Una cooperativa en el caso de viviendas, es una agrupación de personas que se juntan para asumir los gastos de compra de una vivienda en conjunto, para conseguir las mejores calidades y precios posibles sin depender de un intermediario. De este modo en lugar de esperar a que una constructora independiente ponga pisos a la venta para que después los compradores paguen por ellos, son estos mismos los que por propia iniciativa, asumen los gastos de compra del terreno, la construcción y los seguros, ahorrándose en el proceso el margen que aplica una empresa constructora tradicional y obteniendo a cambio un precio final mucho más reducido que el precio medio de mercado.

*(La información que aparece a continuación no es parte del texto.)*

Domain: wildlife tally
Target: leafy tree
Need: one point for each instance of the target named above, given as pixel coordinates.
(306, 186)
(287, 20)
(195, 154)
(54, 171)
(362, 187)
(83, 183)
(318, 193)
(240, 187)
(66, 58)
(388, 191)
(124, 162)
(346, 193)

Características de las cooperativas

  • La cooperativa debe estar inscrita en el Registro Nacional de Cooperativas, un organismo a nivel nacional que vela por su buen funcionamiento.
  • Las aportaciones deben realizarse a una cuenta bancaria cuyo titular debe ser la cooperativa y éstas deben estar aseguradas por una compañía de seguros o una entidad bancaria.
  • Para ser socio de la cooperativa hay que realizar una aportación al capital social y además una serie de cuotas destinadas al mantenimiento y funcionamiento diario de la misma. Las aportaciones al capital social son siempre reembolsables aunque puede haber condiciones para recuperarlas.
  • El tiempo medio de una promoción de viviendas por este método suele ser de dos a tres años, dependiendo de los plazos estimados para ejecutar la obra.
  • Cada uno de los socios tiene unos derechos y obligaciones por lo que es obligatorio que la cooperativa entregue a cada uno una copia de los estatutos y los reglamentos.

Antes de unirse a una cooperativa es importante conocer las características de la sociedad, su funcionamiento, y qué tipo de obligaciones y derechos adquiere. Tener toda la información de cada uno de los pasos que da la agrupación es imprescindible para controlar debidamente los plazos y los precios para que todo salga bien.